I am slowly trying to lose myself in God again. That feeling that nothing else is needed because I am so much in love with Him. He really should be the one who satisfies me. I should be content in Him alone. This has always been hard for me to maintain. Through life and curve balls thrown at me, it has become more and more evident that God is the only one for me. Why am I such a prostitute wife to Him? Yet, He always calls me back. You'd think I would have gotten it by now. There's no one who can satisfy me like He does. He gives joy, no one else.

To get better this losing myself-ness, I am working on my spiritual fuel. What keeps me excited for my relationship with my Father King? Emotions? That's crap. Emotions are fleeting, even more than dandelion seeds. I am too ruled by my emotions as it is. How can I let them dictate my walk?

What about spiritual highs? You know, like the ones you get on retreats or conferences or whatnot. Those should be good, right? Well, not really. At least not for me. That fuel is more like putting dried pine needles on the fire. Fun, pretty, exciting, loud, explosive. Over in a flash. It is not a good fuel. After one of those really high mountains follows a deep valley to match. No thank you. Not for me. If that's how you roll, go for it. But, I wouldn't recommend it.
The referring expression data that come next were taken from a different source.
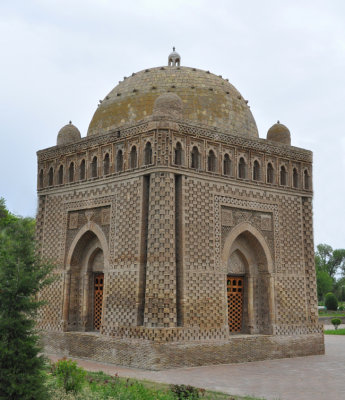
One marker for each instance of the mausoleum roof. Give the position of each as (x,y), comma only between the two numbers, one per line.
(207,100)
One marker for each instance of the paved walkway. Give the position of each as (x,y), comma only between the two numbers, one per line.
(302,378)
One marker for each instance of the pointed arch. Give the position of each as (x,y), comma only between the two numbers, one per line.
(96,230)
(246,258)
(60,175)
(106,164)
(88,249)
(242,228)
(71,172)
(148,154)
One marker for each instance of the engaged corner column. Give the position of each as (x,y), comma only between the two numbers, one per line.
(160,293)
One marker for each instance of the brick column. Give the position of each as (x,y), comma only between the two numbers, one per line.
(160,293)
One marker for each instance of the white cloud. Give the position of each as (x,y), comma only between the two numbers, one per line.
(288,58)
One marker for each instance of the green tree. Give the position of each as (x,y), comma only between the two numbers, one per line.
(327,259)
(324,283)
(22,275)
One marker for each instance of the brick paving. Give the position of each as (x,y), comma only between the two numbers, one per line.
(302,378)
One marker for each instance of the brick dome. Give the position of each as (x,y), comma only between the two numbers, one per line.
(68,134)
(208,100)
(279,133)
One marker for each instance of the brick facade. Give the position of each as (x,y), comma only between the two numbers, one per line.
(167,233)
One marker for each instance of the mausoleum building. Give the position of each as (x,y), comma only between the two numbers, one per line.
(180,237)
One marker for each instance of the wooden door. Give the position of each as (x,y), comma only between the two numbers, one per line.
(98,300)
(235,302)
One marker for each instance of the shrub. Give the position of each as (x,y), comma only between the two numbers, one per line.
(336,322)
(331,301)
(69,375)
(185,392)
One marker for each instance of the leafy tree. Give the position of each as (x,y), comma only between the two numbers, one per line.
(22,275)
(327,259)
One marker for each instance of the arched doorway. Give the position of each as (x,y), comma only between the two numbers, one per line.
(249,282)
(85,282)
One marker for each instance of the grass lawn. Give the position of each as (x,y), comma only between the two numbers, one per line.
(98,385)
(335,332)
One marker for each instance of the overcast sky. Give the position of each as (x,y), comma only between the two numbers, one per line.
(58,58)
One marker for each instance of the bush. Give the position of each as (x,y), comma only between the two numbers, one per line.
(69,375)
(22,276)
(185,392)
(331,301)
(336,322)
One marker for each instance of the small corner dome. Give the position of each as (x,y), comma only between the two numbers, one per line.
(68,134)
(174,58)
(279,133)
(168,105)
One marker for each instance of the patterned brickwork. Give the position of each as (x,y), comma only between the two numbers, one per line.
(291,236)
(198,226)
(309,261)
(140,276)
(160,297)
(53,232)
(40,223)
(50,315)
(126,243)
(121,299)
(291,301)
(205,301)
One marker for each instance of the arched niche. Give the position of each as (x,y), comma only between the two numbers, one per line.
(85,280)
(247,260)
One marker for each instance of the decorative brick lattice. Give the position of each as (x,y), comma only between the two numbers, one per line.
(121,296)
(199,225)
(160,297)
(291,300)
(205,302)
(98,300)
(50,315)
(309,261)
(234,288)
(247,211)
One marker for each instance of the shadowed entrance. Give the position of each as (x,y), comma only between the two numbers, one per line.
(248,282)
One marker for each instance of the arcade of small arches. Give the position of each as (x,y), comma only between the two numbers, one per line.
(257,172)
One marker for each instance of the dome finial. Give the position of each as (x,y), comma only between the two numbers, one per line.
(174,59)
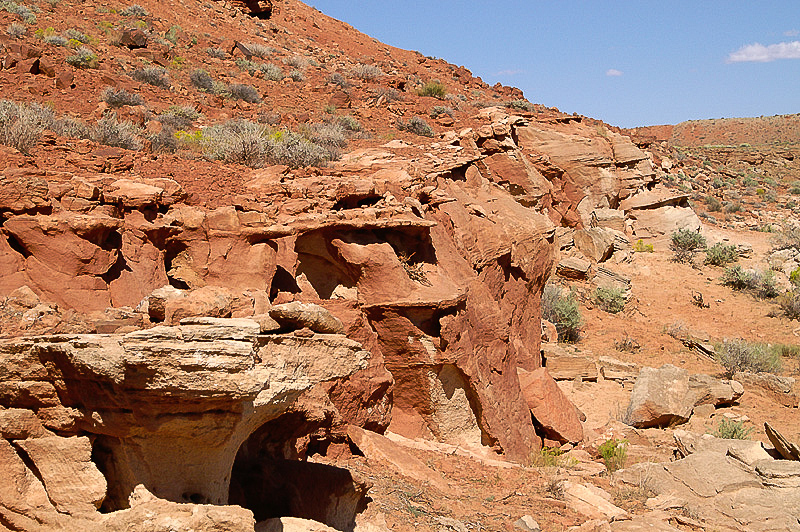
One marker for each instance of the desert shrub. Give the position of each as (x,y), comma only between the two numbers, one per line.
(15,29)
(417,126)
(172,34)
(787,237)
(732,430)
(239,91)
(271,72)
(614,453)
(789,304)
(21,10)
(551,457)
(348,122)
(338,80)
(737,355)
(610,299)
(367,72)
(56,40)
(217,53)
(119,97)
(794,277)
(71,127)
(120,134)
(641,247)
(439,110)
(522,105)
(83,58)
(297,62)
(332,137)
(713,204)
(762,284)
(75,35)
(627,344)
(201,80)
(179,117)
(155,76)
(164,141)
(433,89)
(260,50)
(252,144)
(685,243)
(389,94)
(134,10)
(721,254)
(21,125)
(562,311)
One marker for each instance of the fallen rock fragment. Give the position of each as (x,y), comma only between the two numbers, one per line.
(299,315)
(660,397)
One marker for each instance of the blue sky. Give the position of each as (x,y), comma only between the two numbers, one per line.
(628,63)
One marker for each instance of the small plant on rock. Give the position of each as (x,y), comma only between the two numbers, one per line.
(119,97)
(614,453)
(562,310)
(417,126)
(732,430)
(737,355)
(641,247)
(155,76)
(685,243)
(721,254)
(610,299)
(367,72)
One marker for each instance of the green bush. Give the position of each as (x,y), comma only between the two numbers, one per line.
(732,430)
(134,10)
(685,243)
(762,284)
(610,299)
(433,89)
(254,145)
(15,29)
(247,93)
(789,304)
(179,117)
(155,76)
(713,204)
(641,247)
(119,97)
(21,125)
(562,311)
(614,453)
(737,355)
(417,126)
(721,254)
(522,105)
(439,110)
(217,53)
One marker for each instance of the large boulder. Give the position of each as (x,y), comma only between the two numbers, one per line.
(660,397)
(552,410)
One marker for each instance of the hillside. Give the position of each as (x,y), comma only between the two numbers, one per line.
(260,271)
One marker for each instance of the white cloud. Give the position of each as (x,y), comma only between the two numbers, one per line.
(759,53)
(509,72)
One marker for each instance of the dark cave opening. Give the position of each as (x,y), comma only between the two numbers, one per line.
(269,479)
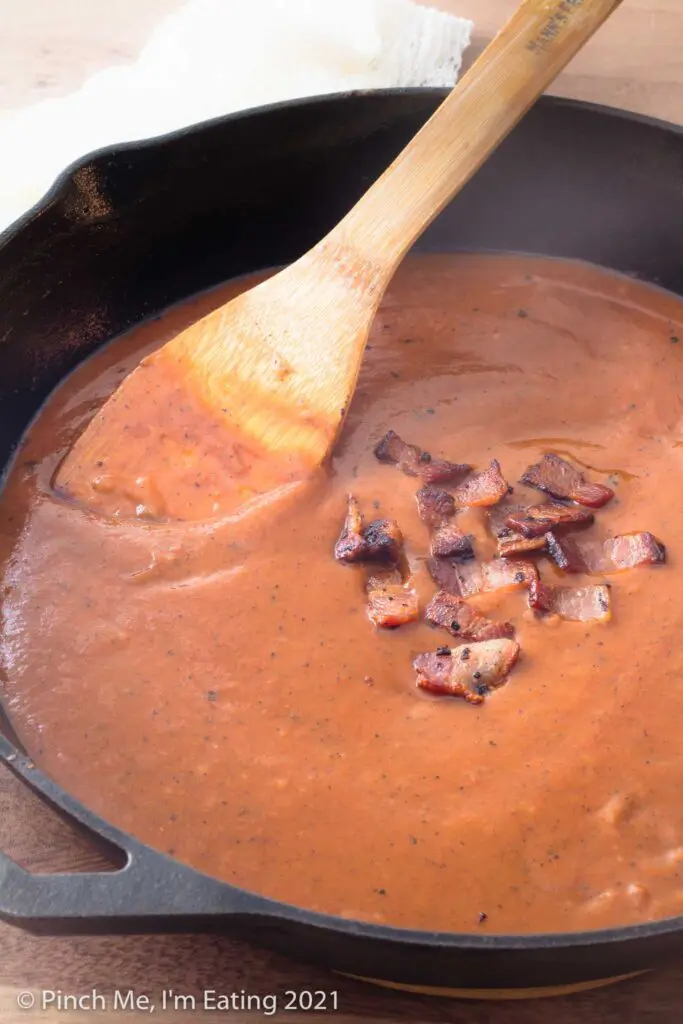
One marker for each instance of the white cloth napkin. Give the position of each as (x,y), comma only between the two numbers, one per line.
(216,56)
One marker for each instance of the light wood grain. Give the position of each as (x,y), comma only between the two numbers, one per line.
(273,371)
(635,62)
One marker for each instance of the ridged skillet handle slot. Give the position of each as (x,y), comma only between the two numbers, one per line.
(148,887)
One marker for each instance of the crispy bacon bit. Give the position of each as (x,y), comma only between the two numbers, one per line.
(539,519)
(350,546)
(560,479)
(589,555)
(580,604)
(630,550)
(450,542)
(380,542)
(509,542)
(390,602)
(435,507)
(464,622)
(516,545)
(485,668)
(414,462)
(466,580)
(482,488)
(383,541)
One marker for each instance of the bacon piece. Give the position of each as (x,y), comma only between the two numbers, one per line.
(390,602)
(468,672)
(436,507)
(612,555)
(560,479)
(450,542)
(350,545)
(382,541)
(539,519)
(464,622)
(579,604)
(466,580)
(516,545)
(630,550)
(509,541)
(414,462)
(482,488)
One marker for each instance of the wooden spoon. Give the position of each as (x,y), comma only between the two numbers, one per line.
(255,393)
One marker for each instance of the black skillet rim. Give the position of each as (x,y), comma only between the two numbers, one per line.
(265,906)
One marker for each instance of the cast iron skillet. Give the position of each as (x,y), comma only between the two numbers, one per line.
(133,228)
A friend of mine, Dustin, once told me that it shouldn't be a down pour. It shouldn't be mountains and valleys. Rather, a shimmering rain. A steady incline. Constancy. Slow and steady. Maybe I'm being a coward and taking the easy way. But for me, this is what fuel should be. Steady. Constant. Will I still slip? Duh. I do everyday. Will I grow? I probably won't feel the growth like I have before, but I hope I will. How will I maintain this shimmering incline? Disciplines are probably a good place to start.

So, should I do spiritual disciplines because I should or because I want to? If it is because I should, isn't that legalism? But if I do them only when I want to, it'll never happen or be inconsistent at best. That is how it worked in the past.
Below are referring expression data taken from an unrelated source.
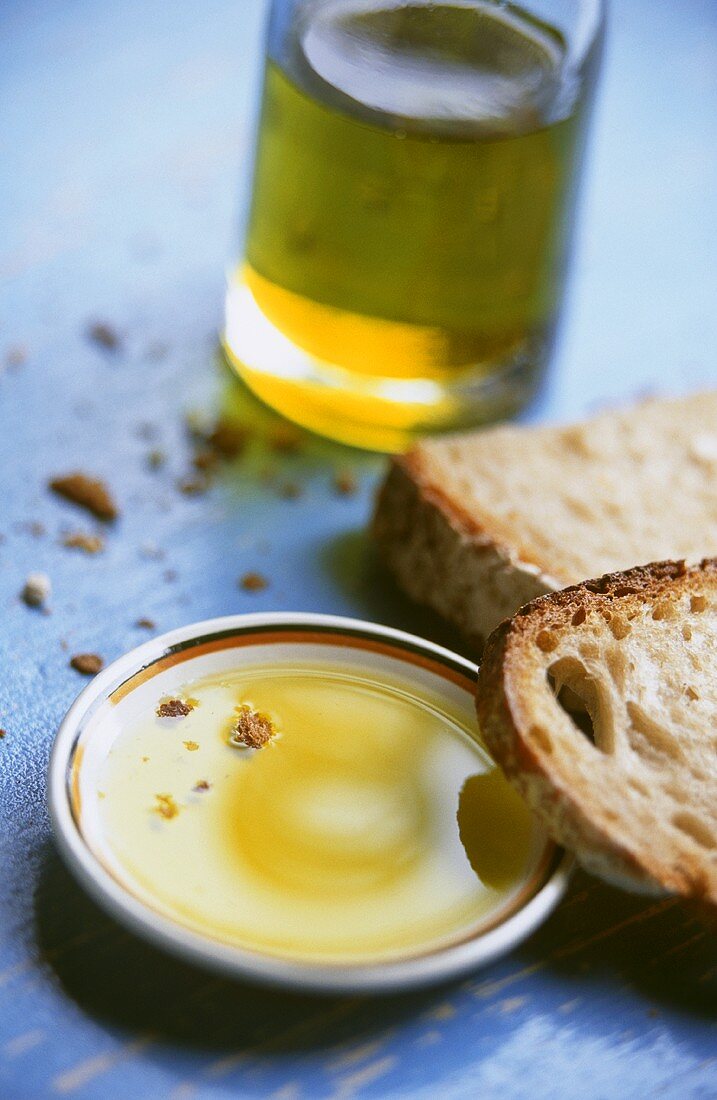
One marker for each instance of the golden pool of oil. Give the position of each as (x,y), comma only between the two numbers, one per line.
(410,218)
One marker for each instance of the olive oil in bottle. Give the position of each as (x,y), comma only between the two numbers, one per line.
(410,219)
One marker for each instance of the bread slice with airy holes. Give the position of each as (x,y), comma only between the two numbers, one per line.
(635,796)
(475,526)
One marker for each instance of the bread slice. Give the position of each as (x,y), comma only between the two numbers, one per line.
(474,526)
(636,799)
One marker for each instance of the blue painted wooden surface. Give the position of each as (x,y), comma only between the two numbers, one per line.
(124,141)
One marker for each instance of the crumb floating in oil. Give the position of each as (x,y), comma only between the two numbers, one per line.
(103,334)
(251,729)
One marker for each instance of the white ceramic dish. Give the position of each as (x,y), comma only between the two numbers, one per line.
(160,667)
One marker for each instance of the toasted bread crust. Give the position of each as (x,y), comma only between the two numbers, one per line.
(636,805)
(476,525)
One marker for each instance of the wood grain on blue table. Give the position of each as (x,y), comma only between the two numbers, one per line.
(124,143)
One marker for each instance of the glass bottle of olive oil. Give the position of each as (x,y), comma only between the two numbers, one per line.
(411,212)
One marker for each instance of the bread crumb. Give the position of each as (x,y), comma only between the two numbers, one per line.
(228,438)
(619,626)
(663,609)
(88,493)
(253,582)
(166,806)
(79,540)
(103,334)
(151,551)
(36,590)
(174,708)
(89,664)
(251,729)
(156,458)
(547,640)
(192,486)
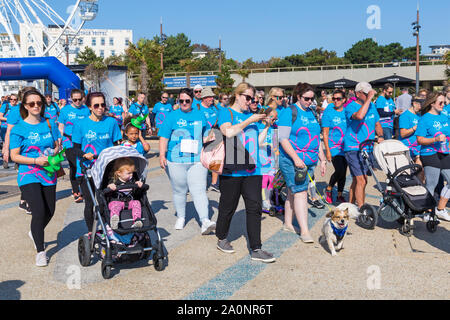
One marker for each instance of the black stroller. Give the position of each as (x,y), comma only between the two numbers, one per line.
(404,196)
(100,244)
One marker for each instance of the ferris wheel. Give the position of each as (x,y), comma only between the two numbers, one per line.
(42,25)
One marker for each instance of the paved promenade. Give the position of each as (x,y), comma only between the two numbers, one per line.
(374,264)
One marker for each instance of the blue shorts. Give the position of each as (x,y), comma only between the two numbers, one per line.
(357,165)
(287,168)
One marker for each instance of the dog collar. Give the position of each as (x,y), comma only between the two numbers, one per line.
(339,232)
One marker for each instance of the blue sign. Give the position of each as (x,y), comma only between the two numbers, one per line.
(180,82)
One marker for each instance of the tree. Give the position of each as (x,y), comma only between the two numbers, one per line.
(87,56)
(364,51)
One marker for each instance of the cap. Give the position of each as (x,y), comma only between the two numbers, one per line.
(207,92)
(364,87)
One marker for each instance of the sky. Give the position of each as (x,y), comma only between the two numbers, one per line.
(264,29)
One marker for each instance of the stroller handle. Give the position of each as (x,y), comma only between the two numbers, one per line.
(414,167)
(367,142)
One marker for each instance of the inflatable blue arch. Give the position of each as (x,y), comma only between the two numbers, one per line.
(48,68)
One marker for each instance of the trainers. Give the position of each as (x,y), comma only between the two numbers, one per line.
(214,187)
(208,226)
(114,221)
(442,214)
(261,255)
(41,259)
(225,246)
(317,204)
(23,205)
(179,225)
(329,197)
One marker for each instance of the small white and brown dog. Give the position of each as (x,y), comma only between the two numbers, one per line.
(335,226)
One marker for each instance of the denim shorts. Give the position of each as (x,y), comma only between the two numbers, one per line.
(287,168)
(357,165)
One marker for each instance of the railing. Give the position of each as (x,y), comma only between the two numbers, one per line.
(314,68)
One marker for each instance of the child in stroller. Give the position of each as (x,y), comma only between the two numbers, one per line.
(123,173)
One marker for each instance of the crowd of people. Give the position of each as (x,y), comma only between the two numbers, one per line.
(275,133)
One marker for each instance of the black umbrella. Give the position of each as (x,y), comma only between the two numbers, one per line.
(395,80)
(340,83)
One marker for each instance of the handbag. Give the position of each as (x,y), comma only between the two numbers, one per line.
(61,171)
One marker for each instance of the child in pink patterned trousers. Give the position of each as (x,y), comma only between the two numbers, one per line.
(123,174)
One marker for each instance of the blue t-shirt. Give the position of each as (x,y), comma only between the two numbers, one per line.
(5,114)
(337,124)
(51,111)
(161,112)
(407,120)
(138,146)
(34,140)
(430,126)
(68,117)
(359,130)
(304,136)
(117,111)
(211,114)
(387,105)
(95,136)
(179,126)
(14,115)
(248,138)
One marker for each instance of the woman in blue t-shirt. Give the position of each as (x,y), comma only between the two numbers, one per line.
(180,145)
(91,136)
(242,170)
(433,134)
(32,140)
(334,125)
(300,148)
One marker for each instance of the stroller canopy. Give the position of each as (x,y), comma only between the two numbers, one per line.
(113,153)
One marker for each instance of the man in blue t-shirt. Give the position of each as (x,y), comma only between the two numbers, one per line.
(362,124)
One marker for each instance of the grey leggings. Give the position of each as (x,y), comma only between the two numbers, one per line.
(432,177)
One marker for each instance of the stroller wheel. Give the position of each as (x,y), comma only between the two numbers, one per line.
(84,251)
(369,217)
(106,270)
(432,226)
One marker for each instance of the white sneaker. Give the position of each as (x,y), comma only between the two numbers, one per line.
(442,214)
(41,259)
(208,226)
(179,225)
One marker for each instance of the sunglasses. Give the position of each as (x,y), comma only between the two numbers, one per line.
(33,104)
(98,105)
(247,97)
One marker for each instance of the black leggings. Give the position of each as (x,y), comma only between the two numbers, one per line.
(42,201)
(72,159)
(231,189)
(340,171)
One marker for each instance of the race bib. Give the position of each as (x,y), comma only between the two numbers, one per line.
(189,146)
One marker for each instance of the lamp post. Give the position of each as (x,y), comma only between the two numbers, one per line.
(416,28)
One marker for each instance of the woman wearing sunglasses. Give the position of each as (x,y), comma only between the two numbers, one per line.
(32,141)
(180,144)
(433,134)
(334,125)
(69,116)
(300,151)
(91,136)
(245,133)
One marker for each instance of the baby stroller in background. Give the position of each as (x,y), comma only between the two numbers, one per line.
(405,196)
(100,244)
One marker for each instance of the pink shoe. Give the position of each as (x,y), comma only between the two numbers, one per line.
(329,196)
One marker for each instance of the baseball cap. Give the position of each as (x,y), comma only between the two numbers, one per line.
(364,87)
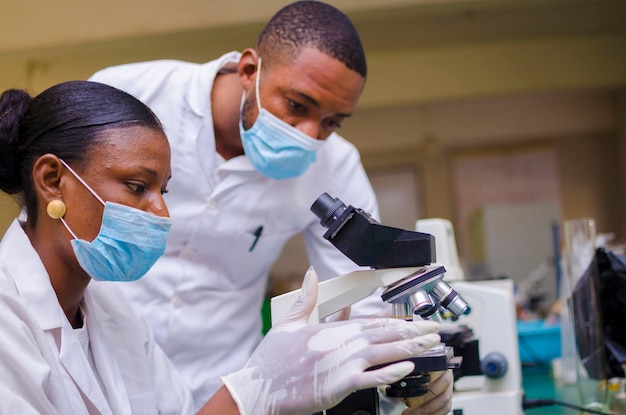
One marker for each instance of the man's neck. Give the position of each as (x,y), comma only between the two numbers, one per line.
(225,107)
So, will disciplines be my fuel? My motivation to only look at God? The thing that keeps me satisfied? Not sure. Honestly, constancy and motivation have never been my strong points...

3 comments:

Anonymous said...

Hey there! On Wednesday I fasted. And I wanted food so bad it hurt. And I couldn't have anything. One thing that I take from fasting is a reminder of how the spirit can suffer from lack of time with God. And salvation is something that the world wants so bad that it hurts- they are starving. And we definitely aren't worthy of it. But God is so good that He receives those who believe. That is why we worship Him with BOTH mind and emotion. For if worship was only emotion it would indeed be a frenzy that fades. But if it was only with the mind, it would become a duty, and how can you truly love someone out of mere duty? God gave us both mind and emotion to worship Him, so don't necessarily try to bridle emotion, but rather make sure both glorify Him. This was a great post keep it up! Love ya sis.

jwolfRx said...

There's no guarantee, even with the disciplines. So we do them because we want to or because we know that it's what will eventually bring us around so that we want to again...

Apparently the payments on the Pearl of Great Price keep on coming...

Yeah, making payments... are... sucky sometimes...

And I've wanted a lot of things (well, a few things a lot of the time) and it is SO distracting. So not worth the energy. But don't feel bad about the wanting. It's part of being here. If it weren't hard to WANT other good things (Phil 4:6) then we wouldn't be told so so so often to pursue them instead of what's in front of us.

Sooooooo I know you're laughing now because this is what you try to tell me when I feel this way and I end up frustrated with you... LOL, I'm glad you have more patience with advice than I do!

I love you, Chica, and I'm so very proud of you.

Anonymous said...

C.S. Lewis says, through his demon Uncle Screwtape, that humans never have greater faith than when they look all around on a universe where every sign of God seems to have disappeared and they feel utterly alone... and yet... still obeys. I thought that was kind of cool, from the Screwtape Letters. Have a great week Rebekah!